Layout / body structure
The chart is arranged as rows of business actions grouped by digital learning and strategic-response behaviors. Each row places dots on a horizontal frequency scale, then uses arrows to show how the cadence moved from the pre-crisis pace to the crisis-response pace.
What is being compared
It compares how often organizations performed specific digital and strategy actions before COVID-19 with how often those actions needed to happen during the crisis. It also contrasts top organic-growth performers with other respondents where the chart separates those groups.
Measurement system
The horizontal scale is cadence: annually or less often, quarterly, monthly, and weekly. Dot position shows the reported pace, and arrow length shows how far that behavior accelerated.
Visible structure inside the graphic
Most rows move to the right, toward monthly or weekly action. The strongest movement appears in actions such as reallocating digital talent, using scenarios, evaluating portfolio opportunities, reallocating capital, and defunding underperforming initiatives.
Main takeaway from the visual
COVID-19 compressed digital-strategy cycles. Work that had often been reviewed annually, quarterly, or monthly was pushed toward weekly decision-making, especially for actions tied to learning quickly and redirecting resources.

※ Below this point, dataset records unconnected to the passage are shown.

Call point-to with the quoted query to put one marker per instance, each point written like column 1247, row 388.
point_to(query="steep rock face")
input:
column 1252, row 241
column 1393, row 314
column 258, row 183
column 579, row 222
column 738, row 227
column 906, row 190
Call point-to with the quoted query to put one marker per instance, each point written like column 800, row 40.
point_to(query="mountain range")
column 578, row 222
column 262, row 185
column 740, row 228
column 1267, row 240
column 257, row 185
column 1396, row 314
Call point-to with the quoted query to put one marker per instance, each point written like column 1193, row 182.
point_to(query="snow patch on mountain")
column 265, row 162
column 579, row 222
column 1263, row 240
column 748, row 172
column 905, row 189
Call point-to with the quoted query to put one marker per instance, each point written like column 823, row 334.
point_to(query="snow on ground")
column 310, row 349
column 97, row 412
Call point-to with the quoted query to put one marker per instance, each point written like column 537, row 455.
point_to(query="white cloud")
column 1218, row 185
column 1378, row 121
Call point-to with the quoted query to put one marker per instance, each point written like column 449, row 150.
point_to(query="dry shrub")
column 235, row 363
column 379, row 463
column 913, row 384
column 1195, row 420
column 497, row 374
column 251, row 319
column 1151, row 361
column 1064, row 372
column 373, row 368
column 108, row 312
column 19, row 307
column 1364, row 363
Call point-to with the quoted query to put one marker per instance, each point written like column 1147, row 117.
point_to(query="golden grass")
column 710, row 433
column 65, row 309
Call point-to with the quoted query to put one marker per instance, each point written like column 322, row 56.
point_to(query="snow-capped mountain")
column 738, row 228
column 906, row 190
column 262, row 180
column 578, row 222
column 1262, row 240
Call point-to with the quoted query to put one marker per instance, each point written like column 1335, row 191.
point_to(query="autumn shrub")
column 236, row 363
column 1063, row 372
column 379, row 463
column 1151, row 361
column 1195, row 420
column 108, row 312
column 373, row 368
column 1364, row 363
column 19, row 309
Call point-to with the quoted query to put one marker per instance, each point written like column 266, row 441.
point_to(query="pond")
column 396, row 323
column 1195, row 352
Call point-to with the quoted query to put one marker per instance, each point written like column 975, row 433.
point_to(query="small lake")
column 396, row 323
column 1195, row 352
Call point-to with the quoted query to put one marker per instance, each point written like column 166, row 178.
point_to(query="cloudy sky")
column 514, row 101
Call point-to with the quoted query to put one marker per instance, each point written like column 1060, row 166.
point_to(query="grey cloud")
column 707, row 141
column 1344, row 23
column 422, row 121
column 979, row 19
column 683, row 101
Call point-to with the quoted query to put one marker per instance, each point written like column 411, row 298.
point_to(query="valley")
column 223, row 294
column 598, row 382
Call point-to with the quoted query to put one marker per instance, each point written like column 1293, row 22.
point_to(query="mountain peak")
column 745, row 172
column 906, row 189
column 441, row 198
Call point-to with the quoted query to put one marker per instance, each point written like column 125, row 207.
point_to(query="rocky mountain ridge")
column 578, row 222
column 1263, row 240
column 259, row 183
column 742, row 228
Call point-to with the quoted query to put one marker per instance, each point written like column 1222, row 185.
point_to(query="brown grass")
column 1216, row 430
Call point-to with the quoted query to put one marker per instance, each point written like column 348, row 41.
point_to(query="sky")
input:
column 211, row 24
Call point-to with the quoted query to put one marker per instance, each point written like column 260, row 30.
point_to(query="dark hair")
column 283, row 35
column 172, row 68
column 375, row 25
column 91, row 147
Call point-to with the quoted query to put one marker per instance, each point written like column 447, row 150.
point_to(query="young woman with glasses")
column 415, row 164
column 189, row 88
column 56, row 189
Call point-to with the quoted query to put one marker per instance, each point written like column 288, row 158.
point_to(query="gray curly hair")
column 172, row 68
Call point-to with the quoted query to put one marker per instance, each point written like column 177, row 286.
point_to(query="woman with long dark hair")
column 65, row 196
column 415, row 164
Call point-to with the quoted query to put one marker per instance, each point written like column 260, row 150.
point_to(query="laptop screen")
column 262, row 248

Key standout values or extremes
The rightmost end of the graphic is the weekly cadence, and many arrows point toward it. The largest visual jumps are not just customer-facing digital moves; they also include portfolio review, capital reallocation, talent reallocation, and stopping underperforming initiatives.
Controls / sequence, when applicable
This is a static scatter-plot matrix; there are no in-chart controls to operate.
Companion media, when applicable
There is no separate companion audio or video; the scatter-plot matrix is the full visual on this page.